Study determines surgery is best remedy for hammer hand

Hypothenar hammer syndrome, known for affecting laborers, gets relief from bypass grafting


The hand pain, tingling, numbness and cold sensitivity of hypothenar hammer syndrome, also known as hammer hand, are best alleviated by bypass grafting surgery, according to a new study by Mayo Clinic plastic surgeons.

“In the past, treatment of hypothenar hammer syndrome has been controversial, and physicians have been searching for some way to treat it,” says Craig Johnson, M.D., chair of Mayo Clinic’s Division of Plastic Surgery and lead study investigator. “From our study, it’s clear that people with this syndrome shouldn’t be treated with medication or other treatments, but with surgery.”

Dr. Johnson explains that symptoms improved in 78 percent of the patients in his study who underwent a bypass grafting operation and that he witnesses an almost immediate relief in his patients with this surgery.

“Post-surgery, patients feel their hands are warmer right away, though ulcers take a little longer to heal,” he says. “Most people do quite well and get back to work quickly.”

Patients with this condition have a damaged ulnar artery, a key means of blood flow to the hand. In addition to the sensory damage, they also can develop small ulcers in their fingertips resulting in blackened fingers or even gangrene, due to lack of oxygenation.

“Many times they can’t do their jobs due to pain,” says Dr. Johnson. “They have cold intolerance, so often they can’t go outside when it’s cold or handle anything chilled, like cold meat. They also can’t hold heavy objects.”

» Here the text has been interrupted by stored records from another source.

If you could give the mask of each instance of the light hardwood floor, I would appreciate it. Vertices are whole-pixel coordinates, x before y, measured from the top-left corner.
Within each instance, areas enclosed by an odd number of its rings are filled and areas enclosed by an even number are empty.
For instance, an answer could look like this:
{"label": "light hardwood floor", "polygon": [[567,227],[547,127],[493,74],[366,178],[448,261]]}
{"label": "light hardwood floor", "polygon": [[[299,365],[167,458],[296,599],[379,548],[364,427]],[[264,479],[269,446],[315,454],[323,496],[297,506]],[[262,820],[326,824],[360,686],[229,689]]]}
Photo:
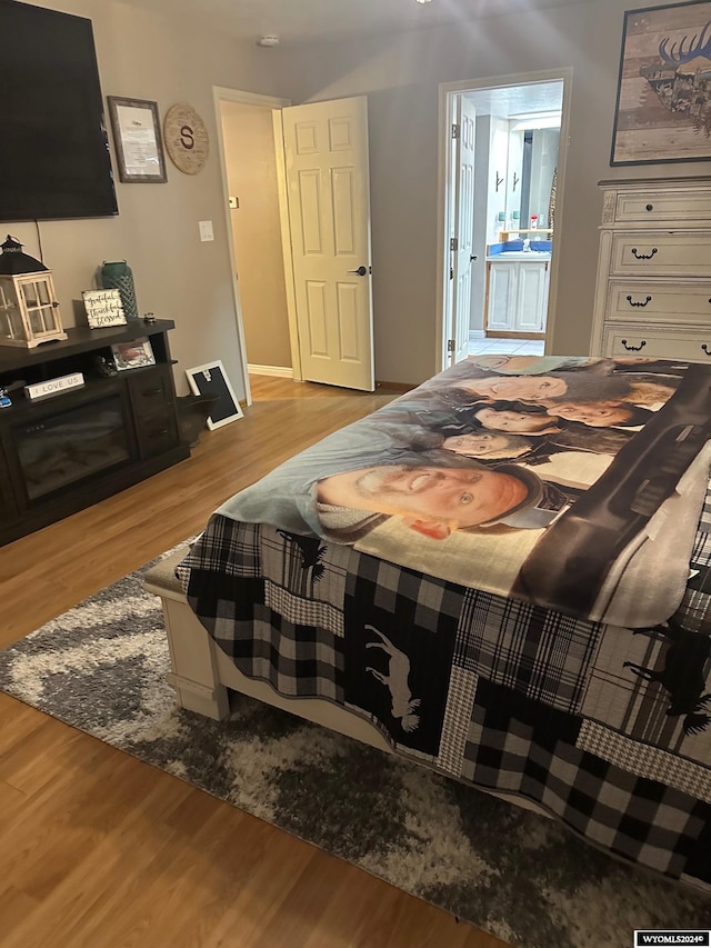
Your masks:
{"label": "light hardwood floor", "polygon": [[[276,463],[390,400],[254,378],[189,460],[0,549],[0,647],[198,532]],[[502,942],[0,695],[2,948]]]}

The treatment found to improve these symptoms, bypass grafting surgery, involves removing the damaged portion of the artery, which Dr. Johnson describes as clotted much like a clogged lead pipe. The artery’s blood flow is then restored by replacing the section of blocked artery with a vein graft.

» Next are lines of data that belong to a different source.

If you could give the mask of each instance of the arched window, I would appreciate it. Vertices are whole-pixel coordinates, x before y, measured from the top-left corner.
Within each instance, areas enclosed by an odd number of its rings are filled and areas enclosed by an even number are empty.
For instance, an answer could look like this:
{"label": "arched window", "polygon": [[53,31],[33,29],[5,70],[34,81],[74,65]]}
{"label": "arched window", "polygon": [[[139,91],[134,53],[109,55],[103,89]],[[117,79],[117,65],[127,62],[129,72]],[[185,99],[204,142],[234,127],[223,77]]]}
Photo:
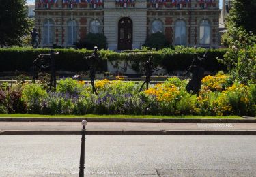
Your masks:
{"label": "arched window", "polygon": [[90,32],[93,33],[100,33],[100,22],[98,20],[92,20],[90,22]]}
{"label": "arched window", "polygon": [[208,20],[201,21],[200,23],[200,44],[210,44],[210,25]]}
{"label": "arched window", "polygon": [[68,44],[74,44],[77,42],[77,23],[75,20],[68,22]]}
{"label": "arched window", "polygon": [[175,23],[175,44],[186,45],[186,23],[178,20]]}
{"label": "arched window", "polygon": [[158,20],[155,20],[151,24],[151,33],[156,33],[157,32],[162,33],[163,31],[163,25],[162,22]]}
{"label": "arched window", "polygon": [[44,43],[53,44],[54,35],[53,20],[48,19],[44,23]]}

In this study, Dr. Johnson studied 115 hands in 101 patients evaluated at Mayo Clinic. Medical and surgical treatment options pursued were evaluated by chart review and postoperative phone calls for all patients, and by duplex scan, an ultrasound of the arteries that measures blood flow, for those who underwent bypass surgery. The patients studied included 98 males and three females; most were laborers.

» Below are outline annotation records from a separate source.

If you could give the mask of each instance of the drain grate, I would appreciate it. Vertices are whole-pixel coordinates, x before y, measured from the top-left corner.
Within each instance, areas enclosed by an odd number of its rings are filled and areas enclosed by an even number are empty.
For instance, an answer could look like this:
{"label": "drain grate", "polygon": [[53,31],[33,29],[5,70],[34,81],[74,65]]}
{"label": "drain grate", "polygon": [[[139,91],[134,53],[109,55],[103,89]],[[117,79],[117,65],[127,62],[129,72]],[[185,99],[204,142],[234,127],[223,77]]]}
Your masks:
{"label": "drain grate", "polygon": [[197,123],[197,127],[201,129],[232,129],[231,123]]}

An average of 3.5 years post-treatment, 29 of the 41 patients treated with medication or sympathectomy — surgery to interrupt the nerve pathway — showed no change in symptoms, seven were worse and five showed symptom improvement.

Two types of excision operations were used for the remaining 60 patients studied. Four received excision of the damaged portion of the ulnar artery or surrounding vessels followed by ligation, or binding; symptoms in three out of four of these patients were unchanged post-surgery. The other 56 patients were treated with surgical excision of the damaged ulnar artery or surrounding vessels followed by bypass grafting; 78 percent of these patients improved, losing their pain and cold intolerance and returning to work. Of the 22 percent who showed no change or worsening of symptoms following bypass grafting surgery, 86 percent of the patients had continued smoking.

Dr. Johnson explains that quitting smoking is key to a lasting effect of the bypass grafting surgery, thus he tries not to operate on patients who continue to smoke. “Smokers do well for awhile, but over time their bypass graft gets clotted,” he explains.

The cause of hypothenar hammer syndrome is unknown. Previously the condition has been thought to be task or work related due to use of the palm as a hammer, but this is yet unsettled, says Dr. Johnson. “It’s not entirely certain whether you have to be running a jackhammer for 20 years or laying concrete to develop this syndrome.” There could also be a genetic predisposition to the syndrome, he indicates. Dr. Johnson points to a need for further research into the origins of this syndrome.